Вот я вырезаю по дереву. Это удается мне потому, что я владею моим скобелем и могу делать с деревом все, что захочу. Поэтому я могу вложить в мою резьбу все мое сердце и показать людям, какая бывает на свете нежная красота и радость.

Или вот – на скрипке. Смычок и струны должны меня слушаться; они должны петь так, как у меня на душе поет. Любовь владеет мною, а я владею скрипкой; вот она и поет вам всем про радость жизни и про Божию красоту.

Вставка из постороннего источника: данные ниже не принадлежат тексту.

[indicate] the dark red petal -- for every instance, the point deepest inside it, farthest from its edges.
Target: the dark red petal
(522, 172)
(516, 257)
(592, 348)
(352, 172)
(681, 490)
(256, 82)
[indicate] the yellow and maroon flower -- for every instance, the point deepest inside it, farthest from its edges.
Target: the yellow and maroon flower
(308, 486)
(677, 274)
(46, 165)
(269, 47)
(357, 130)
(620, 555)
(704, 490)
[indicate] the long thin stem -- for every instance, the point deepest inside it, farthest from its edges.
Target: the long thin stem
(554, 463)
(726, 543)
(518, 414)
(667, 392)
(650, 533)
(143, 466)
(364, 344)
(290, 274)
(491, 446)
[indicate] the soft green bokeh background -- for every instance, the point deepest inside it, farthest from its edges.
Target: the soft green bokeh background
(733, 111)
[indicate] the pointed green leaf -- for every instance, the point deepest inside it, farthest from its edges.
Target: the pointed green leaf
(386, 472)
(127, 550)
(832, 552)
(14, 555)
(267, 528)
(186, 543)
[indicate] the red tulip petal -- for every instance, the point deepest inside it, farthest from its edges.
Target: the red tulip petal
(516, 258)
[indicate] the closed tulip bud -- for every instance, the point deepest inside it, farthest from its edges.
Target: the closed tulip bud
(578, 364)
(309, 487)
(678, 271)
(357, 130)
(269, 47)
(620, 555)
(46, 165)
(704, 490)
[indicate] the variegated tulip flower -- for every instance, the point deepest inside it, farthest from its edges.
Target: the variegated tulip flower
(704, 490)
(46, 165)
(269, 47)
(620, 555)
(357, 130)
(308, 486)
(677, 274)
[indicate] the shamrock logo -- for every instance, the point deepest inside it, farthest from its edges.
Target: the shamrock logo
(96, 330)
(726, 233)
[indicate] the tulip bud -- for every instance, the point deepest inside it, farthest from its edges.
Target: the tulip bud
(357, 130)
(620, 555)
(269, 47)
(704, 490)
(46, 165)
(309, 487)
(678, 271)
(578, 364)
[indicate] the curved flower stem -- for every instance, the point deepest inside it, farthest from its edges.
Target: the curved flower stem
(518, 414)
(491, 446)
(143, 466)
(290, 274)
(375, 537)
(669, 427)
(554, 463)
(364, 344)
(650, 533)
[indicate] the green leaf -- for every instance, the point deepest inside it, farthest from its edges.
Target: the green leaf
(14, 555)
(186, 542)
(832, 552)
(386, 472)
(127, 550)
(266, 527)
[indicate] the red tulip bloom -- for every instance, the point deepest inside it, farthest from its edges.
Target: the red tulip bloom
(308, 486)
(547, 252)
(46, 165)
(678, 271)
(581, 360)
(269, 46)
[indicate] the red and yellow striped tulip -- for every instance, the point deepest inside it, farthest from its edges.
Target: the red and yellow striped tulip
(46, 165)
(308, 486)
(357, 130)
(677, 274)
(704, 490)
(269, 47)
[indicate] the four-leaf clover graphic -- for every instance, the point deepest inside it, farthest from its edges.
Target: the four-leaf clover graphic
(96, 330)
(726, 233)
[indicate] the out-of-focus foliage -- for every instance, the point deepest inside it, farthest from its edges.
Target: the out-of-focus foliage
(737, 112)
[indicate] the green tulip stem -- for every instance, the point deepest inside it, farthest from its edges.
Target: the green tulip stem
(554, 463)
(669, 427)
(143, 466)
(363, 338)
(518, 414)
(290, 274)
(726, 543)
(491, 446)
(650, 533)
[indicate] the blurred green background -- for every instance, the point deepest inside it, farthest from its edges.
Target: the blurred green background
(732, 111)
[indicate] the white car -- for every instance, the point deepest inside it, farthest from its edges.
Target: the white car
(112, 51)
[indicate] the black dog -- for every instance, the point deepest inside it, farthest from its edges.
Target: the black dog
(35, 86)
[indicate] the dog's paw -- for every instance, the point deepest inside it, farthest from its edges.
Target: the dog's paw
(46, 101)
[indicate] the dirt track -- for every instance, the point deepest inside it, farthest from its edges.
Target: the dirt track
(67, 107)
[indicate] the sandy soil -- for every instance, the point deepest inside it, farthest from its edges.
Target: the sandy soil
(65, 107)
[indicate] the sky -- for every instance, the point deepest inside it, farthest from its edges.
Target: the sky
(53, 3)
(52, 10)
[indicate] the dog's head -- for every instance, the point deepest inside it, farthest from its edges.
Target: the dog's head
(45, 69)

То же самое и с имуществом. Оно дается нам не для того, чтобы поглощать нашу любовь и истощать наше сердце. Напротив. Оно призвано служить нашему сердцу и выражать нашу любовь. Иначе оно станет бременем, идолом, каторгой. Недаром сказано в Евангелии о маммоне. Кто верует в Бога, тот не может веровать в богатство, а кто раз преклонился перед чужим или перед своим богатством, тот сам не заметит, как начнет служить дьяволу…

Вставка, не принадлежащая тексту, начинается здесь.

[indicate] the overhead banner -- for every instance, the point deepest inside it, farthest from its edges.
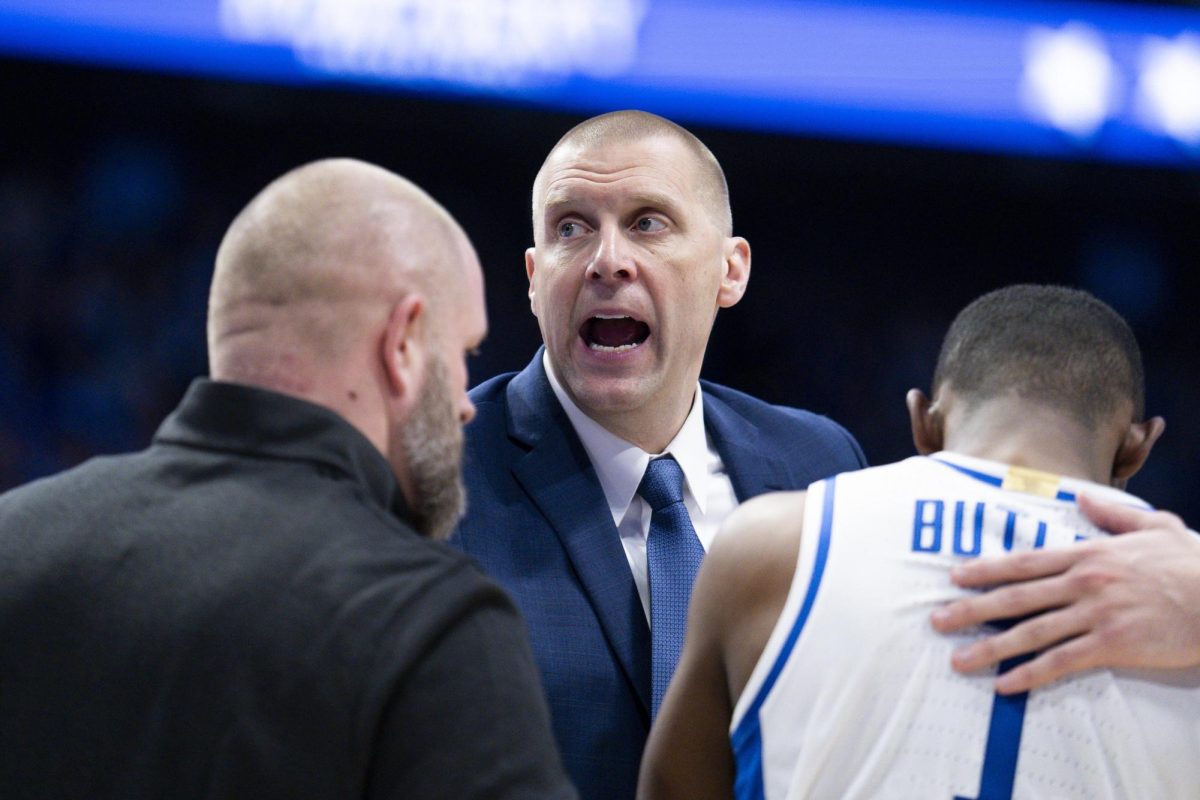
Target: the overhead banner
(1079, 79)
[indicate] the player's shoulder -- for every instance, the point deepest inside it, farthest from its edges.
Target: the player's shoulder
(761, 536)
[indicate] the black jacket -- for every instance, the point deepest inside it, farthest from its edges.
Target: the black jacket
(240, 611)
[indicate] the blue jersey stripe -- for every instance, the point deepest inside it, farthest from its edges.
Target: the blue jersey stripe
(747, 738)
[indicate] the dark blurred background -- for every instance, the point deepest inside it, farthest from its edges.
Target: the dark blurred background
(115, 187)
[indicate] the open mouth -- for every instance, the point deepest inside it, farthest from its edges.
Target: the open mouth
(613, 334)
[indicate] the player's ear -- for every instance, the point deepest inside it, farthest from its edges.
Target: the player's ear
(402, 348)
(1134, 449)
(531, 266)
(927, 422)
(737, 271)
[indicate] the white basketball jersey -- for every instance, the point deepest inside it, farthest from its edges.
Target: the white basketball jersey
(855, 697)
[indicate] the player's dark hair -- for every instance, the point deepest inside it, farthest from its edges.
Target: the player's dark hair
(1050, 344)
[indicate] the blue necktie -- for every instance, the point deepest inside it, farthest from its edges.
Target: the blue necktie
(673, 553)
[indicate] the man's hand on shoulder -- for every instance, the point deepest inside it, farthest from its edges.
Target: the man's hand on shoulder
(1129, 601)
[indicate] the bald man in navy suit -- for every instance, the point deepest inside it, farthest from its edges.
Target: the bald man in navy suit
(633, 257)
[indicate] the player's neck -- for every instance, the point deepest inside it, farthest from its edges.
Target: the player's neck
(1032, 437)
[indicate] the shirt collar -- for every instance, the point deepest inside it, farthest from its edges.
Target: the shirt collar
(621, 464)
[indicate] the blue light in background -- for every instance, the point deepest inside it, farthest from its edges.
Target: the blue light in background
(1068, 79)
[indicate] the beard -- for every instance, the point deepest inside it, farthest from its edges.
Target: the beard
(432, 447)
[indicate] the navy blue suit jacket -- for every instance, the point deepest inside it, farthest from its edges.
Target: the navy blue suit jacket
(538, 522)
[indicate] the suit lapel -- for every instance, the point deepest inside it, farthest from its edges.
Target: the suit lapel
(557, 474)
(751, 468)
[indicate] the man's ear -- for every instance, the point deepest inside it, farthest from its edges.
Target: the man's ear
(928, 434)
(1134, 449)
(403, 346)
(737, 271)
(531, 254)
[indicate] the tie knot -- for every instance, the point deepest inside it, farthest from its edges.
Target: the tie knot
(663, 482)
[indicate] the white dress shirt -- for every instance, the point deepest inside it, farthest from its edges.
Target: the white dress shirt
(707, 492)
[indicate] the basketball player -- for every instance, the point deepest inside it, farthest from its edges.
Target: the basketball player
(809, 645)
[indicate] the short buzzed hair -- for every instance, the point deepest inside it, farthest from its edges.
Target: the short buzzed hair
(1050, 344)
(634, 126)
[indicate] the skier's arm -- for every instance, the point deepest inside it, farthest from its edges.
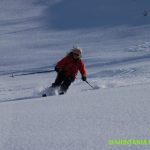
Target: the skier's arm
(82, 70)
(61, 64)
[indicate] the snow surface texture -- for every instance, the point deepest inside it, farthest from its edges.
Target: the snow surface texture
(114, 35)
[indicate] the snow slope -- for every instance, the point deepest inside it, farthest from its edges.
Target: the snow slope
(35, 34)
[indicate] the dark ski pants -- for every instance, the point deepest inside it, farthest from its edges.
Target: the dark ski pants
(63, 82)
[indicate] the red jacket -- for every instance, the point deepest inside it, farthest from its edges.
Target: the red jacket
(71, 66)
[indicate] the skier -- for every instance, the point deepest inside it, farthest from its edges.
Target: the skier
(67, 69)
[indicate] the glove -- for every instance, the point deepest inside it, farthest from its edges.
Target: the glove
(60, 71)
(83, 78)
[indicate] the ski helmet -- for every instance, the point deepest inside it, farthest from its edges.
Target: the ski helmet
(77, 50)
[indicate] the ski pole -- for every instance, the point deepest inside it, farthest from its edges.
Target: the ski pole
(89, 84)
(30, 73)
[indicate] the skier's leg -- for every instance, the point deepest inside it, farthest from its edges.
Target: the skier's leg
(65, 85)
(58, 81)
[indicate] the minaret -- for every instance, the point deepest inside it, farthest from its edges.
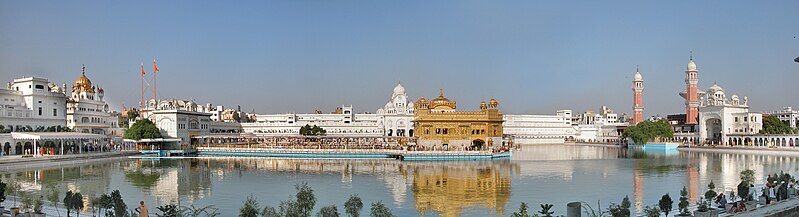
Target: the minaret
(638, 98)
(691, 92)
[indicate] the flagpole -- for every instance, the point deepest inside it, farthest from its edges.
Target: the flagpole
(155, 81)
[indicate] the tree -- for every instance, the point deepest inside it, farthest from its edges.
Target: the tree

Дело не в том, чтобы отменить или запретить всякое имущество; это было бы глупо, противоестественно и вредно. Дело в том, чтобы, не отменяя имущество, победить его и стать свободным. Эта свобода не может прийти от других людей; ее нужно взять самому, освободить свою душу. Если мне легко думать о своем имуществе, то я свободен. Я определяю судьбу каждой своей вещи и делаю это с легкостью; а они слушаются. Мое достоинство не определяется моим имуществом; моя судьба не зависит от моего владения; я ему не цепная собака и не ночной сторож; я не побирушка, выпрашивающий копейку у каждого жизненного обстоятельства и прячущий ее потихоньку в чулок. Стыдно дрожать над своими вещами; еще стыднее завидовать более богатым. Надо жить совсем иначе: где нужно, там легко списывать со счета; где сердце заговорит – с радостью дарить; снабжать, где у другого нужда; с радостью жертвовать, не жалея; не требовать возврата, если другому невмоготу; и братски забывать о процентах. И главное, – слышишь, малыш, – никогда не трепетать за свое имущество: «Бог дал, Бог и взял, да будет благословенна воля Его». Кто трясется за свое богатство, тот унижается, теряет свое достоинство; а низкому человеку с низкими мыслями лучше вообще не иметь богатства»…

«В умных книгах пишут, – сказал он мне раз, – что имущество есть накопленный труд, а по-моему, и труд, и имущество от духа и для духа. А дух есть прежде всего – любовь. Поэтому у настоящего человека имущество есть запас сердца и орудие любви. Богатому человеку нужно много сердца; тогда можно считать, что он заслужил свое богатство. Много денег и мало сердца – значит, тяжелая судьба и дурной конец».